Cost-effective robot devices ‘could be future of assisted living’


Advanced robotics and computer technology could soon be combined in a much more cost-effective way to offer independence for disabled people with high support needs in their homes, a conference has heard.

Trying to “reinvent people” by cramming everything into one extremely costly “humanoid” device would do little to achieve independence, the conference heard.

Instead, the assisted living systems of the future could see many different robotics devices scattered around the home, all controlled by a central computer.

Richard Greenhill, founder of Shadow Robot Company, the British company that has created “the world’s most advanced robot hand” – which is so lifelike it can handle a raw egg without cracking it – said the assisted living robotics devices of the future could be relatively inexpensive and use mostly cheap, easily-made parts.

He said such systems would be far more likely to boost a disabled person’s independence than a “humanoid” robot “tottering around the place on wheels or legs” to deliver a cup of coffee.

Greenhill was speaking at a two-day international conference, Technology with Disabled and Older People, hosted by the London School of Economics.

Greenhill said he was working on developing a system that could use robotics devices that were 10 or even 100 times cheaper than current technology.

He said the system would be designed in such a way that if one device malfunctioned, the others would still work.

He said such devices “may move quite slowly and may not be very powerful” but would still be able to provide the necessary support with aspects of independent living such as communication, cooking, washing and entertainment, and would use different technology for different tasks.
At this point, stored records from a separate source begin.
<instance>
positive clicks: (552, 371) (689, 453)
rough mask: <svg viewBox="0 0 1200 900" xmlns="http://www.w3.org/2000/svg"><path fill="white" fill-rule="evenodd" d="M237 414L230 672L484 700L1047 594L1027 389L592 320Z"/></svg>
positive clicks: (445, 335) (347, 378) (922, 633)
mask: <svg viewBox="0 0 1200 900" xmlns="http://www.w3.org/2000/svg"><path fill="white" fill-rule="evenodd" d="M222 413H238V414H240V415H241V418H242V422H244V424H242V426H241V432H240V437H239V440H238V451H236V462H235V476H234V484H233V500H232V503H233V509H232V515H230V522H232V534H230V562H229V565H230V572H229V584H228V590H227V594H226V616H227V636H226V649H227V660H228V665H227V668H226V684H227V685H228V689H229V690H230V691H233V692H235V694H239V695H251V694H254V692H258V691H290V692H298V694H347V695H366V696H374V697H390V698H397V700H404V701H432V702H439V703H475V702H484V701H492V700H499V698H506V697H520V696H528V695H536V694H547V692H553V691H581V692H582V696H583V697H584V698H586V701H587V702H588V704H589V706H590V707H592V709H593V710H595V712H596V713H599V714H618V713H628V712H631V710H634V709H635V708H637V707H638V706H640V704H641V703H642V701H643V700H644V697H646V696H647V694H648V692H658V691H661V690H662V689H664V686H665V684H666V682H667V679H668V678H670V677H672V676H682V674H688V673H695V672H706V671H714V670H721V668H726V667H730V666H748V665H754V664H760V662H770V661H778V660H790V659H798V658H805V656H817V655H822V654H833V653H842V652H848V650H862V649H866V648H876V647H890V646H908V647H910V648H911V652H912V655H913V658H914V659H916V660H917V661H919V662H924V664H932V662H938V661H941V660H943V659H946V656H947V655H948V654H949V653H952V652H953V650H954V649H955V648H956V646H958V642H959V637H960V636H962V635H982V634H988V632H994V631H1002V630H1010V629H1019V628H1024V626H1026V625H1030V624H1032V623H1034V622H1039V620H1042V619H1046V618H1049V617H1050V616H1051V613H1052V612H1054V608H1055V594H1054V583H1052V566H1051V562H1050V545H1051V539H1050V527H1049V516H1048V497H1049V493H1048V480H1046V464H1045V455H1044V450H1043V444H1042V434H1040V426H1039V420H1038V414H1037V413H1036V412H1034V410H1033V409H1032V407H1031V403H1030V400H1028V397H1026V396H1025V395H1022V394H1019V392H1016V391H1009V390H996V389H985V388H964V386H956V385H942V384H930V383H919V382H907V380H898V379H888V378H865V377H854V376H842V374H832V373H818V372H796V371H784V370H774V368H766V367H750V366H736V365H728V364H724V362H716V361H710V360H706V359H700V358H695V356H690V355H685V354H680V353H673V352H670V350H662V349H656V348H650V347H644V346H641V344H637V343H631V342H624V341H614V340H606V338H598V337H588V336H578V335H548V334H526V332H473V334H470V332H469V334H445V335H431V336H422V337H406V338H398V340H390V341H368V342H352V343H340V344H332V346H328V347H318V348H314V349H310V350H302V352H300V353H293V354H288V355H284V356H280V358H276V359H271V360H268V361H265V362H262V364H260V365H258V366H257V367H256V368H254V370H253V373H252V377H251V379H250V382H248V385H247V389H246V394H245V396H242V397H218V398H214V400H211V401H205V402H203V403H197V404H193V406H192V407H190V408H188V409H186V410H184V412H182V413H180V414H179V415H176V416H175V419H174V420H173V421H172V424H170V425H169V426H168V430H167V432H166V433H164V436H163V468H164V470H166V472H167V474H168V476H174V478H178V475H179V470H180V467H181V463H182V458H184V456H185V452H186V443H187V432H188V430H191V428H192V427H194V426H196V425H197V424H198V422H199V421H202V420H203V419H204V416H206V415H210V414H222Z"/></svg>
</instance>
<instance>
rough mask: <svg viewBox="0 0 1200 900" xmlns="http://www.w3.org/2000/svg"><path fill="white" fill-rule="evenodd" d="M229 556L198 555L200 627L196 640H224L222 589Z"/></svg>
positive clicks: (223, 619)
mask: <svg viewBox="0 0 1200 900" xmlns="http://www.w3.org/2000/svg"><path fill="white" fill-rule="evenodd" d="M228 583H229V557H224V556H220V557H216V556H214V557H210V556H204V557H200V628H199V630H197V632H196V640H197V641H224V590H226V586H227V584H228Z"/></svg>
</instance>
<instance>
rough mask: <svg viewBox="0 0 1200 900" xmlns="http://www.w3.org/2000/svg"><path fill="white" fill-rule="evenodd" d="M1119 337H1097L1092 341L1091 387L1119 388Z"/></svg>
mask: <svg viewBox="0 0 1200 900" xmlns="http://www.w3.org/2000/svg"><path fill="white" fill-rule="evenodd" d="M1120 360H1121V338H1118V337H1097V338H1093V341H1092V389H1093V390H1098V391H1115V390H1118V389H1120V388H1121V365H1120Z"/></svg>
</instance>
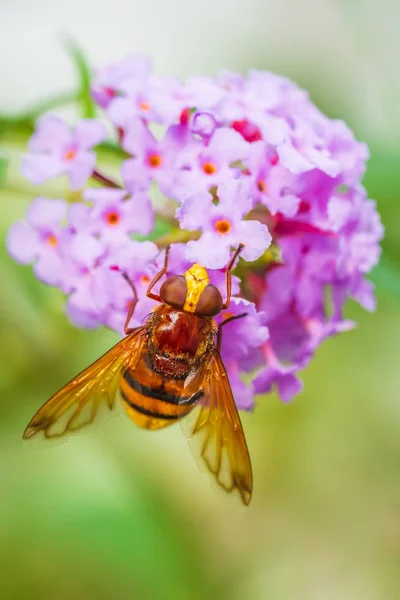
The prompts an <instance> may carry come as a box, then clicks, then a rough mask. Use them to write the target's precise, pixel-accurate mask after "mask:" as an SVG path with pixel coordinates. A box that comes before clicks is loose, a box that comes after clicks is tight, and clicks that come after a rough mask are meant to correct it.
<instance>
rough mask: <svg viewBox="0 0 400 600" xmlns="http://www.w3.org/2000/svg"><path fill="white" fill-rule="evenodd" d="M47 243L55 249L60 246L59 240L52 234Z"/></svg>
mask: <svg viewBox="0 0 400 600" xmlns="http://www.w3.org/2000/svg"><path fill="white" fill-rule="evenodd" d="M46 241H47V243H48V244H49V246H51V247H52V248H55V247H56V246H58V239H57V237H56V236H55V235H54V234H53V233H50V234H49V235H48V236H47V239H46Z"/></svg>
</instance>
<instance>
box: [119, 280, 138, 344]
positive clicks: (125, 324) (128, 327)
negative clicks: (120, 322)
mask: <svg viewBox="0 0 400 600" xmlns="http://www.w3.org/2000/svg"><path fill="white" fill-rule="evenodd" d="M122 277H123V278H124V279H125V281H126V282H127V283H128V285H129V286H130V288H131V290H132V292H133V298H132V300H131V301H130V304H129V309H128V314H127V315H126V319H125V323H124V332H125V335H129V334H130V333H132V331H134V329H136V328H135V327H129V323H130V320H131V319H132V317H133V313H134V312H135V308H136V305H137V303H138V301H139V298H138V295H137V291H136V286H135V284H134V283H133V281H132V279H131V278H130V277H129V275H128V274H127V273H122Z"/></svg>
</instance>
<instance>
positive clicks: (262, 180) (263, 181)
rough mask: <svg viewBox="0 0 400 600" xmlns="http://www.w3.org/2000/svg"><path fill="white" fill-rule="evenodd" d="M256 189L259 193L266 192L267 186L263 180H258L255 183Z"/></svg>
mask: <svg viewBox="0 0 400 600" xmlns="http://www.w3.org/2000/svg"><path fill="white" fill-rule="evenodd" d="M257 187H258V189H259V191H260V192H262V193H264V192H266V191H267V184H266V183H265V181H264V179H259V180H258V181H257Z"/></svg>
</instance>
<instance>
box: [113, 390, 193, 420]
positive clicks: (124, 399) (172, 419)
mask: <svg viewBox="0 0 400 600" xmlns="http://www.w3.org/2000/svg"><path fill="white" fill-rule="evenodd" d="M120 391H121V396H122V398H123V399H124V400H125V402H126V403H127V404H129V406H131V407H132V408H134V409H135V410H137V411H138V412H140V413H141V414H142V415H146V416H147V417H152V418H153V419H166V420H167V421H176V419H180V418H181V417H184V416H186V415H187V414H189V412H190V411H188V412H187V413H183V414H182V415H163V414H160V413H157V412H153V411H151V410H148V409H147V408H144V407H143V406H140V405H139V404H135V402H132V400H130V399H129V398H128V397H127V396H126V394H124V392H123V391H122V390H120Z"/></svg>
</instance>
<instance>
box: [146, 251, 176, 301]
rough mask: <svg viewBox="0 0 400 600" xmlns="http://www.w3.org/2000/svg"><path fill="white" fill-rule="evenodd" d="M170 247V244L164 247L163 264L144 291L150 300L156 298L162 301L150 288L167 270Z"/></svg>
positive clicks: (162, 275) (152, 286) (152, 288)
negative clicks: (154, 293) (145, 291)
mask: <svg viewBox="0 0 400 600" xmlns="http://www.w3.org/2000/svg"><path fill="white" fill-rule="evenodd" d="M170 249H171V246H167V247H166V248H165V257H164V266H163V268H162V269H161V270H160V271H159V272H158V273H157V275H155V276H154V278H153V281H152V282H151V283H150V285H149V287H148V288H147V292H146V296H147V297H148V298H151V299H152V300H157V302H162V299H161V296H159V295H158V294H152V293H151V290H152V289H153V287H154V286H155V284H156V283H157V281H160V279H161V277H164V275H165V273H166V272H167V271H168V259H169V251H170Z"/></svg>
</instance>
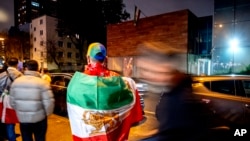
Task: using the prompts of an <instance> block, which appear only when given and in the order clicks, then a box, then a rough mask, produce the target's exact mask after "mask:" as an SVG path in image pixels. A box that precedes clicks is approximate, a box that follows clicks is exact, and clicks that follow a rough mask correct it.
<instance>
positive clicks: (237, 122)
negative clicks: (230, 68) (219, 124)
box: [192, 75, 250, 128]
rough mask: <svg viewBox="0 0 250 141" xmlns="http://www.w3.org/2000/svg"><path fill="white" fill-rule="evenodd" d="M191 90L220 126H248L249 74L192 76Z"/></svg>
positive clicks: (249, 100)
mask: <svg viewBox="0 0 250 141" xmlns="http://www.w3.org/2000/svg"><path fill="white" fill-rule="evenodd" d="M192 78H193V83H192V87H193V92H194V94H196V95H197V96H198V97H200V98H201V100H202V101H203V102H204V103H206V104H208V105H209V107H211V109H212V110H213V113H214V118H215V119H217V123H218V124H220V125H221V126H227V127H229V128H230V127H235V126H240V127H246V126H248V127H250V91H249V90H250V76H240V75H224V76H193V77H192Z"/></svg>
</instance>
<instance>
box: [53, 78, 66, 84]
mask: <svg viewBox="0 0 250 141" xmlns="http://www.w3.org/2000/svg"><path fill="white" fill-rule="evenodd" d="M51 83H52V84H54V85H59V86H66V84H65V81H64V77H63V76H54V77H52V82H51Z"/></svg>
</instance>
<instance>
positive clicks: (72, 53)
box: [30, 15, 80, 71]
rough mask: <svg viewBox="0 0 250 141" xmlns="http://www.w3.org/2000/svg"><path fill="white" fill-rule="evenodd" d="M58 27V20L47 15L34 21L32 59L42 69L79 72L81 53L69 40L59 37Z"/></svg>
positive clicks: (31, 50)
mask: <svg viewBox="0 0 250 141" xmlns="http://www.w3.org/2000/svg"><path fill="white" fill-rule="evenodd" d="M56 25H57V19H56V18H54V17H50V16H47V15H44V16H41V17H38V18H35V19H33V20H32V22H31V24H30V42H31V50H30V52H31V53H30V54H31V57H30V58H31V59H34V60H37V61H38V62H39V64H40V67H41V68H48V69H49V70H57V69H60V70H62V71H73V70H78V69H79V68H78V67H79V66H77V62H79V59H80V58H79V51H78V49H76V47H75V46H74V44H73V43H72V42H71V40H70V39H69V38H67V37H65V36H60V35H58V33H57V32H56Z"/></svg>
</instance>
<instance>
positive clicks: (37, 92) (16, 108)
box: [10, 60, 55, 141]
mask: <svg viewBox="0 0 250 141" xmlns="http://www.w3.org/2000/svg"><path fill="white" fill-rule="evenodd" d="M38 67H39V65H38V62H37V61H36V60H29V61H27V62H26V70H25V71H24V75H23V76H21V77H19V78H17V79H16V80H15V81H14V82H13V83H12V85H11V87H10V104H11V106H12V107H13V108H14V109H15V110H16V113H17V117H18V119H19V122H20V131H21V136H22V140H23V141H33V135H34V138H35V140H36V141H45V140H46V132H47V122H48V121H47V120H48V118H47V117H48V116H49V115H51V114H52V113H53V110H54V102H55V99H54V95H53V92H52V90H51V87H50V84H49V83H48V82H47V81H46V80H43V79H42V78H41V75H40V73H39V68H38Z"/></svg>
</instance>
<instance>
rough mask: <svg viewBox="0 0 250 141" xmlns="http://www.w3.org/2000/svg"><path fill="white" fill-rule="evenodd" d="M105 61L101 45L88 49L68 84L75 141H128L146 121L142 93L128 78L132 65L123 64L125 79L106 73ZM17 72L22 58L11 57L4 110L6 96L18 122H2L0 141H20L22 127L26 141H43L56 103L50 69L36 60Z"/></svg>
mask: <svg viewBox="0 0 250 141" xmlns="http://www.w3.org/2000/svg"><path fill="white" fill-rule="evenodd" d="M106 56H107V54H106V48H105V47H104V46H103V45H102V44H101V43H92V44H90V45H89V49H88V53H87V55H86V58H87V65H86V66H85V69H84V70H83V71H82V72H75V74H74V76H73V77H72V79H71V81H70V83H69V85H68V91H67V107H68V116H69V121H70V127H71V130H72V139H73V140H81V139H84V138H85V139H86V138H87V139H93V140H103V141H111V140H112V141H113V140H117V141H125V140H128V136H129V131H130V127H131V126H132V125H134V124H135V123H138V122H140V121H141V120H142V119H143V114H142V109H141V105H140V100H139V99H140V98H139V93H138V91H137V88H136V85H135V82H134V81H133V79H131V78H130V77H129V75H130V74H131V69H132V66H131V61H132V60H131V59H130V60H129V61H127V60H125V61H124V63H125V64H124V65H125V69H124V71H123V74H124V75H121V74H118V73H117V72H114V71H110V70H109V69H107V67H106V63H105V62H106V59H107V58H106ZM17 67H18V59H17V58H14V57H13V58H10V59H9V60H8V62H7V64H6V66H5V69H6V70H3V71H2V72H1V74H2V73H6V72H7V73H8V74H9V75H8V76H9V77H7V79H8V83H7V85H8V87H7V90H8V93H7V94H4V93H1V97H2V95H4V97H3V98H2V105H4V102H3V101H4V100H5V99H6V97H8V103H9V105H11V108H12V110H13V111H15V115H16V118H17V119H16V120H15V121H14V120H13V121H9V122H8V123H7V122H5V121H3V120H1V128H0V129H1V131H0V133H1V134H0V137H1V138H0V140H1V141H4V140H5V139H7V140H9V141H16V137H17V136H16V135H17V134H16V132H15V125H16V124H17V123H18V124H20V132H21V133H20V134H21V138H22V140H23V141H33V140H35V141H45V140H46V132H47V126H48V123H47V122H48V121H47V120H48V118H47V117H48V116H49V115H51V114H52V113H53V110H54V102H55V99H54V95H53V92H52V90H51V85H50V82H51V78H50V76H49V73H48V70H47V69H40V70H39V64H38V62H37V61H36V60H29V61H27V62H25V65H24V67H23V69H24V70H21V71H20V70H18V69H17ZM3 69H4V68H3ZM0 79H1V78H0ZM7 79H6V80H7ZM100 84H102V85H100ZM0 85H1V84H0ZM76 90H77V91H76ZM97 91H98V92H97ZM1 108H5V107H4V106H2V107H1ZM132 113H133V114H132ZM6 116H7V115H6ZM12 118H13V117H10V119H12Z"/></svg>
Greenhill told Disability News Service afterwards that it would also be important only to provide as much support as was needed, so the robotics devices did not “take over” from the disabled person and were designed to “help you rather than treat you as a piece of meat”.

This could also mean the role of the care workers of the future would be “radically different”, providing technical support and discussing with the service-user what changes to make to their system, rather than performing lifting and other manual tasks.

But he said he worried that the new system could be “a bit obtrusive”, so there was a need for discussion with disabled people about how much of this potentially bulky technology they would accept in their homes.

Feedback from potential users on the development of such systems would be absolutely vital. “It has got to actually please the users,” he added.